Ben rutschte nervös auf seinem Sitzplatz hin und her. Wie konnte Scott nur so ruhig bleiben bei dieser Eröffnung? Er selbst hielt die Spannung kaum noch aus und beugte sich nun etwas weiter vor, um möglichst nichts von Scotts Erzählung zu verpassen. „Und was ist der Grund für diese seltsamen Augen?“

„Hat Vic mir nicht verraten.“

„Oh natürlich nicht, wie überraschend...“ Gretchen pustete sich eine Haarsträhne aus dem Gesicht. Sie trank einen Schluck und ignorierte Scotts bitteres Lächeln. Ja, sie war schon froh, dass Scott endlich wieder gelöster wirkte, als die vergangenen Tage seit Sonntag, aber das war echt lächerlich. Und am schlimmsten war Ben, der eher den Eindruck machte, als sei das hier ein Detektivspiel.

„Verstehst du jetzt etwa keinen Spaß mehr?“, wandte sich Scott an Gretchen.

„Doch“, widersprach ihm die junge Frau. „Ich weiß nur nicht, ob das auch Spaß bleibt.“

„Ich bin alt genug, Gretchen“, wies Scott seine Freundin freundlich auf dieses wichtige Detail hin.
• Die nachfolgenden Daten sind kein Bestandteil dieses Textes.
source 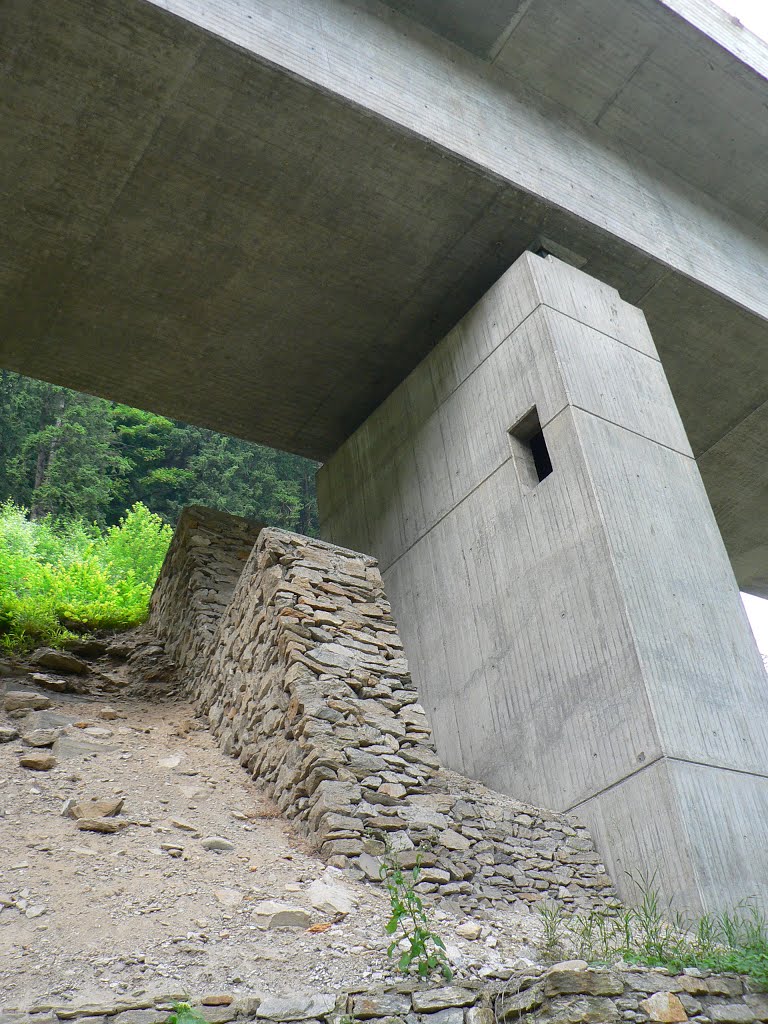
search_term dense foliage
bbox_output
[0,370,318,532]
[0,501,172,651]
[0,370,320,651]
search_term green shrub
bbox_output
[0,500,171,652]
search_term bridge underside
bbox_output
[1,0,767,594]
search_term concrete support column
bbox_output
[318,252,768,914]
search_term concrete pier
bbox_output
[318,252,768,914]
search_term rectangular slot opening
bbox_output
[509,407,553,486]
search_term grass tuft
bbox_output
[538,873,768,988]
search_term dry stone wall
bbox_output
[8,965,768,1024]
[147,505,262,686]
[145,510,618,914]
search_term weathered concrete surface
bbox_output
[0,0,767,592]
[319,252,768,914]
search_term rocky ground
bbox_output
[0,639,542,1011]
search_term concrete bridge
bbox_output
[2,0,768,913]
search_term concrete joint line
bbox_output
[379,451,516,575]
[429,303,540,409]
[379,390,690,578]
[565,753,768,815]
[666,754,768,783]
[564,754,667,812]
[697,390,768,461]
[488,0,537,62]
[544,305,663,363]
[567,404,695,460]
[593,45,658,129]
[427,301,663,432]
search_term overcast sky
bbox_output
[710,0,768,655]
[712,0,768,39]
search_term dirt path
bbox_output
[0,650,540,1010]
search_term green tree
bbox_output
[21,396,127,526]
[0,370,319,534]
[186,435,318,533]
[108,406,201,523]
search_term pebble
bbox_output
[171,819,198,832]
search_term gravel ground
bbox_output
[0,651,542,1009]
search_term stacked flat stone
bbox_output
[146,510,618,914]
[147,505,262,686]
[496,962,765,1024]
[7,967,766,1024]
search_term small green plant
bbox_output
[165,1004,207,1024]
[165,1003,209,1024]
[379,840,453,981]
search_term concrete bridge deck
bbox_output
[1,0,767,593]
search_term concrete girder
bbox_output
[0,0,766,591]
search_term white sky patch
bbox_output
[711,0,768,39]
[742,594,768,657]
[707,0,768,657]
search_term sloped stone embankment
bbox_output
[145,508,617,915]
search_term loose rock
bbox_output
[19,752,57,771]
[638,993,689,1023]
[5,692,52,713]
[253,901,312,929]
[200,836,234,852]
[306,870,356,917]
[33,648,89,674]
[22,728,61,748]
[67,797,125,819]
[76,817,122,834]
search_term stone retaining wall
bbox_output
[143,509,617,915]
[147,506,262,686]
[6,965,767,1024]
[194,527,618,914]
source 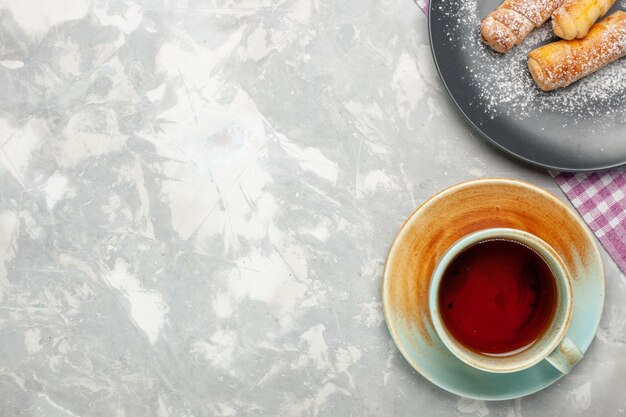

„Mag sein, aber wenn ich raten müsste, würde ich sagen, dass Vic dich irgendwann bittet, dass ihr euch mal trefft.“

Scotts unwillkürlich ertapptes Gesicht ließ Gretchen den Kopf schütteln. Dabei stimmte ihre Vermutung noch nicht mal. Nicht alles davon jedenfalls.

„Verstehst du das nicht, Scott?“ Gretchen klang nun versöhnlicher. „Genau so fangen Geschichten über Serienkiller an.“

Mit vor Erstaunen halb offenem Mund sah Scott die junge Frau an. Er wollte gerade in lautes Lachen ausbrechen, als sein Handy vibrierte.

 

 

Stumm las Scott die Nachricht und tippte dann seine Antwort. Er fühlte die Blicke von Gretchen und Scott auf sich wie Ameisen, die über seinen Körper krochen.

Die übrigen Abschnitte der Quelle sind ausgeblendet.